GREFFIER, lors des débats : M. Grégoire GROSPELLIER
ARRÊT :
— CONTRADICTOIRE
— par mise à disposition de l’arrêt au greffe de la Cour, les parties en ayant été préalablement avisées dans les conditions prévues au deuxième alinéa de l’article 450 du code de procédure civile.
— signé par Monsieur Dominique GILLES, Président de chambre et par Monsieur Grégoire GROSPELLIER, Greffier, présent lors de la mise à disposition.
Le 11 octobre 2016, Mme [X] [R] [K] a signé, d’une part un bulletin de souscription de 500 parts sociales de la SCS Jadeimmag, d’autre part une promesse de rachat par la société Marne et Finance à son bénéfice.
Le 1er août 2021, Mme [K] a sollicité le rachat de ces parts pour une valeur correspondant au montant de la revalorisation annuelle et un contrat de cession de parts sociales a été conclu entre elle et la société Jadeimmag le 20 janvier 2022, prévoyant un échelonnement annuel de paiement, courant du 20 février 2022 au 20 février 2025, par échéances de 17 055,90 euros.
Le 22 novembre 2022, la société Pierres Investissement a absorbé la société Jadeimmag.
Selon jugement du 12 septembre 2022, le tribunal de commerce de Paris a ouvert une procédure de redressement judiciaire à l’égard de la société Marne et Finance.
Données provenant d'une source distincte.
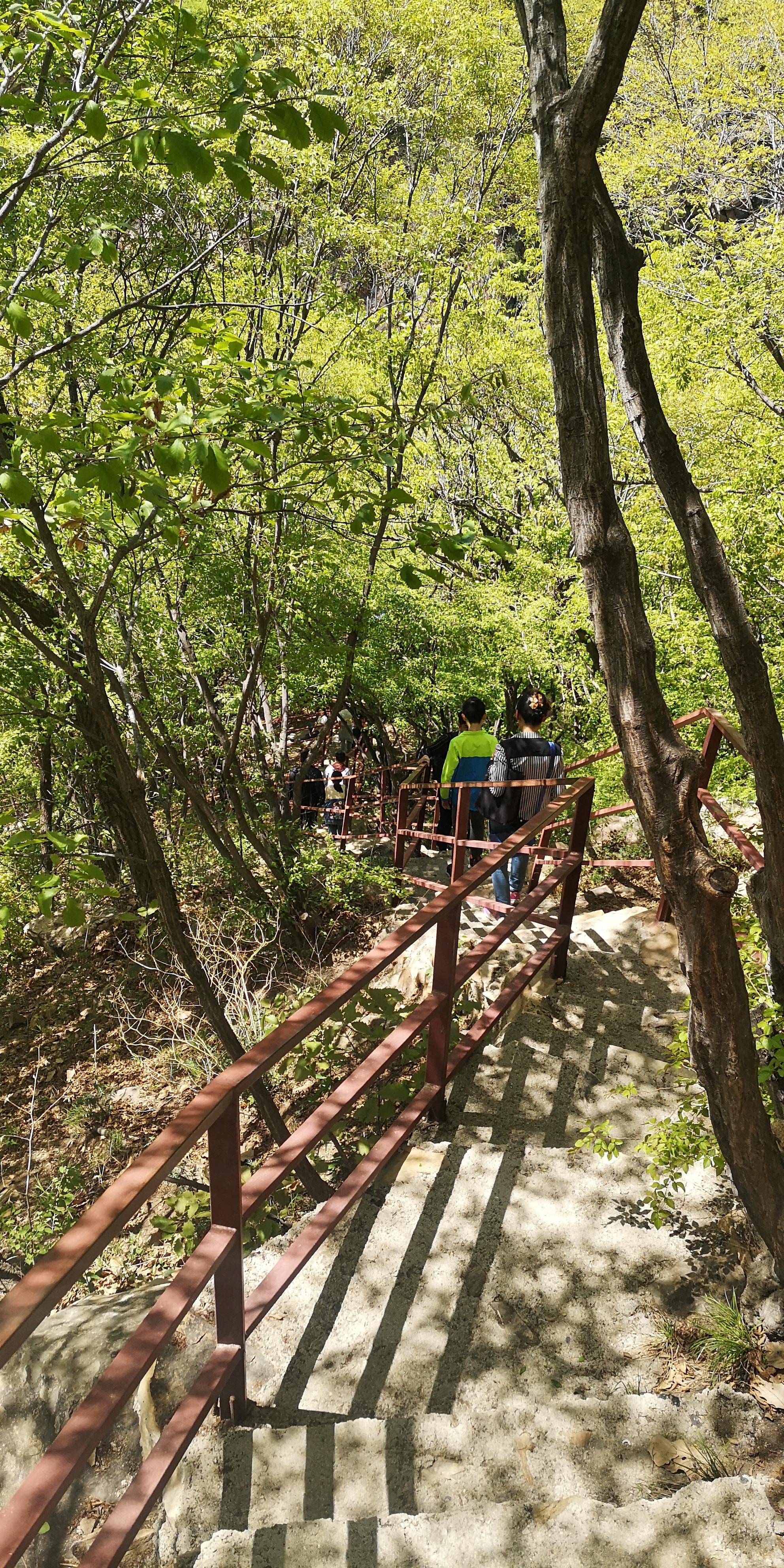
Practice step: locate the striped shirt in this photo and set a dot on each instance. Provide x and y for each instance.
(526, 756)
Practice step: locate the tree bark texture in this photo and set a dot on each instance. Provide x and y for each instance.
(661, 772)
(617, 270)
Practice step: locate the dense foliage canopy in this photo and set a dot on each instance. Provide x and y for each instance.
(278, 415)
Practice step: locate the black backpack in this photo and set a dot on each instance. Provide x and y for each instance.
(505, 810)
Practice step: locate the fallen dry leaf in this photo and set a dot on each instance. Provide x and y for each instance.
(767, 1393)
(673, 1456)
(545, 1512)
(524, 1446)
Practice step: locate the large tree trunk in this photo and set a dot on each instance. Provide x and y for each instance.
(617, 269)
(661, 772)
(112, 800)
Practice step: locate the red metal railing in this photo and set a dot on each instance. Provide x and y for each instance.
(411, 832)
(219, 1255)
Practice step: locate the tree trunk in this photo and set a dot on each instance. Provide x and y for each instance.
(112, 799)
(46, 799)
(661, 772)
(617, 269)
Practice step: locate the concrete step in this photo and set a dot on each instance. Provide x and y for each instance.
(350, 1471)
(724, 1525)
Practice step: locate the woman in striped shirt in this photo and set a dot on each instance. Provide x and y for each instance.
(521, 756)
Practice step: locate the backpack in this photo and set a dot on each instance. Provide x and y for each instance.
(505, 810)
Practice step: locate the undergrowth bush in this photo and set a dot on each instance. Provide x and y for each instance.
(678, 1142)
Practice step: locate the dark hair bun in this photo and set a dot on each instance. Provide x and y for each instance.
(534, 706)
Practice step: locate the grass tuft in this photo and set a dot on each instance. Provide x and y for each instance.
(725, 1341)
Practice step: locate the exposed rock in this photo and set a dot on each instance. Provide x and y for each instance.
(763, 1300)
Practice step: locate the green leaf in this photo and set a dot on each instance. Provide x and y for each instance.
(325, 121)
(183, 154)
(73, 913)
(172, 460)
(95, 121)
(140, 148)
(18, 319)
(215, 471)
(234, 113)
(45, 899)
(239, 176)
(289, 124)
(270, 172)
(16, 487)
(46, 295)
(410, 576)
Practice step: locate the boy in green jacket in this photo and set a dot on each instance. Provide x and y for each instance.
(468, 758)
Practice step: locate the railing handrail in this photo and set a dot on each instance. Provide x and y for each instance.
(219, 1255)
(24, 1307)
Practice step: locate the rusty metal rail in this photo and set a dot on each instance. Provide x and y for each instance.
(215, 1111)
(411, 832)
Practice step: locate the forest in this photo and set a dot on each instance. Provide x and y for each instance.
(278, 438)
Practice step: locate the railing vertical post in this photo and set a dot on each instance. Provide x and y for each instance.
(709, 756)
(424, 808)
(571, 886)
(400, 824)
(444, 965)
(462, 832)
(537, 869)
(349, 803)
(223, 1148)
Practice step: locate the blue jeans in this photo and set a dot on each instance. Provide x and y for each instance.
(507, 879)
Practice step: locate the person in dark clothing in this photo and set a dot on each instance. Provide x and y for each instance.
(311, 795)
(438, 755)
(335, 788)
(468, 760)
(521, 756)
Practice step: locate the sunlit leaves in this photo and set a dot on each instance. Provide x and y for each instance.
(18, 319)
(325, 121)
(289, 124)
(96, 123)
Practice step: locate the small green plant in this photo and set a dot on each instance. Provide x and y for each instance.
(727, 1341)
(186, 1221)
(599, 1137)
(52, 1208)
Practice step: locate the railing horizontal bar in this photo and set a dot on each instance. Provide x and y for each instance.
(628, 865)
(481, 844)
(520, 913)
(736, 739)
(614, 752)
(474, 1037)
(614, 811)
(309, 1241)
(70, 1453)
(48, 1282)
(733, 832)
(313, 1129)
(147, 1487)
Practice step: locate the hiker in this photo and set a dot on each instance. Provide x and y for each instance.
(521, 756)
(311, 792)
(336, 775)
(468, 758)
(437, 752)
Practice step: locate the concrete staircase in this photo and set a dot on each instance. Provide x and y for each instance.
(463, 1374)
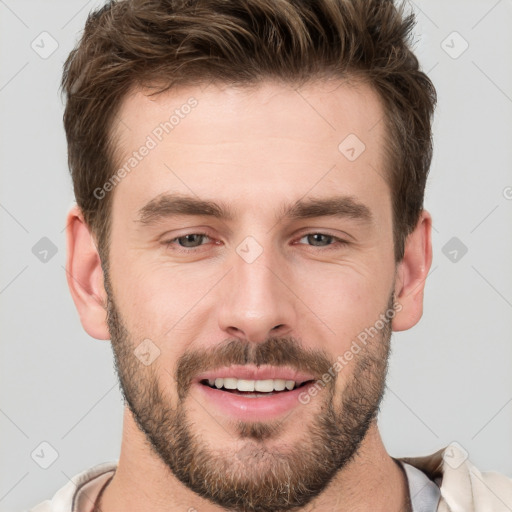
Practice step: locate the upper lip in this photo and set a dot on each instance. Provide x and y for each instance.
(250, 372)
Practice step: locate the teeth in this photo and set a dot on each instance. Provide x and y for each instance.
(262, 386)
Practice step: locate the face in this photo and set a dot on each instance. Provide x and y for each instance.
(250, 255)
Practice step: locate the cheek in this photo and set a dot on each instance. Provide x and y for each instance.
(348, 298)
(159, 299)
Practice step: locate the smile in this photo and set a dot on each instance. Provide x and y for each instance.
(252, 387)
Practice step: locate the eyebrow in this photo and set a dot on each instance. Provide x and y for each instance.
(169, 205)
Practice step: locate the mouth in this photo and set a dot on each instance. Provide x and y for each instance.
(254, 388)
(250, 393)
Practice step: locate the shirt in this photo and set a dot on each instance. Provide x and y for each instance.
(442, 482)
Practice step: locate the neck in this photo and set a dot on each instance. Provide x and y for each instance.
(371, 481)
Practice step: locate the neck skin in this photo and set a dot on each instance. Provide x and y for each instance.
(372, 481)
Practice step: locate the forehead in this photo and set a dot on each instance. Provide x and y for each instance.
(240, 145)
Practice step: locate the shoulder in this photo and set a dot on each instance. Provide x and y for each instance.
(462, 485)
(65, 499)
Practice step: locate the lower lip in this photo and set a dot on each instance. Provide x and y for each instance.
(253, 408)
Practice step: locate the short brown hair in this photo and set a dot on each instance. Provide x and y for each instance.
(169, 43)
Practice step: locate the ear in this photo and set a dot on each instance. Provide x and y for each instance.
(85, 276)
(412, 272)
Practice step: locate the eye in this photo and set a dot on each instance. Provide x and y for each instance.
(319, 239)
(189, 241)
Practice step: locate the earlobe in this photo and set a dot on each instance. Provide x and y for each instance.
(85, 276)
(412, 272)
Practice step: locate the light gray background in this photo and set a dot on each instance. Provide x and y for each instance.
(450, 376)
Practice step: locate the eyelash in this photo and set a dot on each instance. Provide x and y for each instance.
(336, 242)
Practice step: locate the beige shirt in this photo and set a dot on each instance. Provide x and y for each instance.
(463, 487)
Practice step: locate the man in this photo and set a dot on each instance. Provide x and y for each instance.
(249, 230)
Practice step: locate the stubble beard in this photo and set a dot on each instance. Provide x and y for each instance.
(260, 475)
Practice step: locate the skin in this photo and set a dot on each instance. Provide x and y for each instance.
(252, 151)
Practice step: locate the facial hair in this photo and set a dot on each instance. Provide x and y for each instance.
(254, 477)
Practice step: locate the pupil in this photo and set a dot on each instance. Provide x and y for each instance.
(190, 240)
(318, 239)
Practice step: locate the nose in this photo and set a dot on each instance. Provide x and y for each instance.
(256, 301)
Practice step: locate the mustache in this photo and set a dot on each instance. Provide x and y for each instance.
(274, 351)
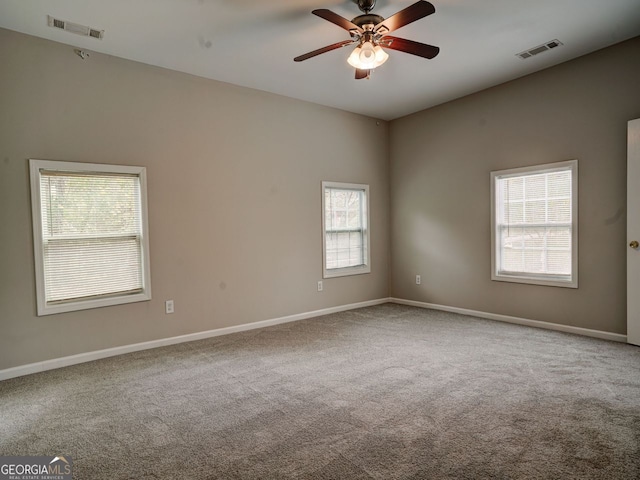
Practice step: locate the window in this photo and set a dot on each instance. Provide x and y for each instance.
(535, 224)
(345, 226)
(90, 235)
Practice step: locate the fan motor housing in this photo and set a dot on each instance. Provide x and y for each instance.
(367, 19)
(365, 5)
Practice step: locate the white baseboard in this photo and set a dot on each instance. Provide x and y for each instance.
(111, 352)
(616, 337)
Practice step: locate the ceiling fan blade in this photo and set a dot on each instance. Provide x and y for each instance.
(360, 73)
(328, 48)
(337, 19)
(409, 46)
(404, 17)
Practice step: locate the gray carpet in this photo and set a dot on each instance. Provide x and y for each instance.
(386, 392)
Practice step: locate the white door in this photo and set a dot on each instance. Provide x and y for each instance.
(633, 233)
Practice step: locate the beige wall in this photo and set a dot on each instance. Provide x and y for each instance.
(234, 192)
(234, 178)
(440, 206)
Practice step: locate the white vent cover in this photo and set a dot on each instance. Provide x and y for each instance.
(539, 49)
(75, 28)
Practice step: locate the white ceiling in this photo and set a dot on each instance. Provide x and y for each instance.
(253, 42)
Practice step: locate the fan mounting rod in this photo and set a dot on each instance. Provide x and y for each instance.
(365, 6)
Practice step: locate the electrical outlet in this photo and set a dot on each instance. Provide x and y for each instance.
(168, 306)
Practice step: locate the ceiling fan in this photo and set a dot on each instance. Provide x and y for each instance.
(370, 32)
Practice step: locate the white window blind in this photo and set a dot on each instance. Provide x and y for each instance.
(535, 226)
(93, 244)
(345, 229)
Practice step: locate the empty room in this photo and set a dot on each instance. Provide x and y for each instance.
(339, 239)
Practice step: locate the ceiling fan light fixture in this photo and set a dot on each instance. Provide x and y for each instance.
(367, 56)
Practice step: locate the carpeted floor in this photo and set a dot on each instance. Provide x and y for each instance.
(386, 392)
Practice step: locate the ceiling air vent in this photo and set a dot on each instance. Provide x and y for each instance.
(539, 49)
(75, 28)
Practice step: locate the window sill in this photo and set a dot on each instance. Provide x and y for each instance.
(546, 281)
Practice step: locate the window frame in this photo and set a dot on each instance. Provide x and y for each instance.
(366, 235)
(570, 281)
(43, 308)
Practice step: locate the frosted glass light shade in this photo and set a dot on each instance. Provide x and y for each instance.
(367, 56)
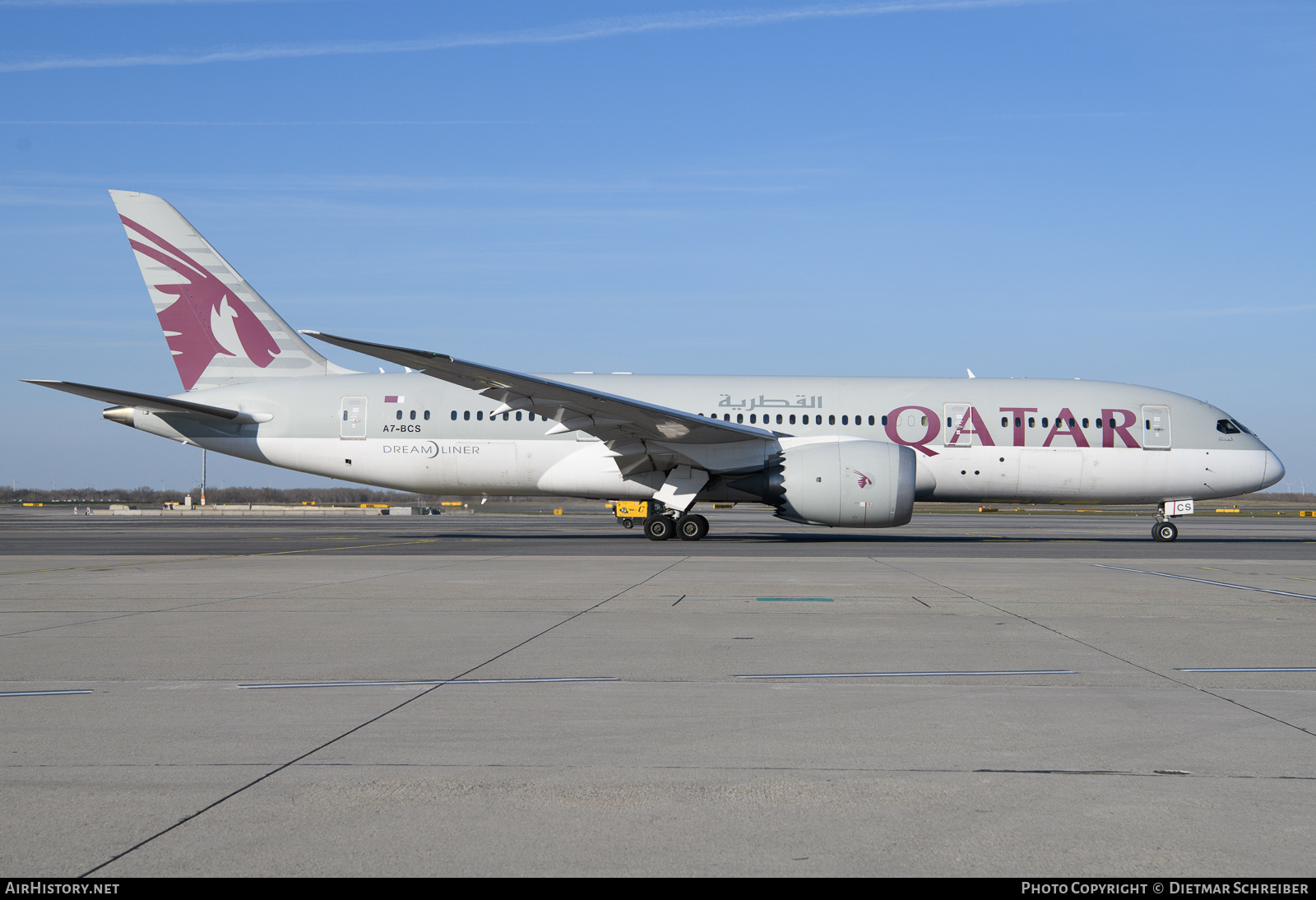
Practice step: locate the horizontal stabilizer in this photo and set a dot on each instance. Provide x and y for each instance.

Cette procédure de redressement judiciaire a été convertie en liquidation judiciaire par jugement du 5 décembre 2023, confirmé par la cour d’appel par arrêt du 30 mai 2024.
Par actes de commissaire de justice des 16 et 19 octobre 2023, Mme [K] a fait pratiquer deux saisies conservatoires à l’encontre de la société Pierres Investissement, lesquelles ont été dénoncées les 20 et 27 octobre suivant pour garantie d’une créance en principal de 34 500 euros.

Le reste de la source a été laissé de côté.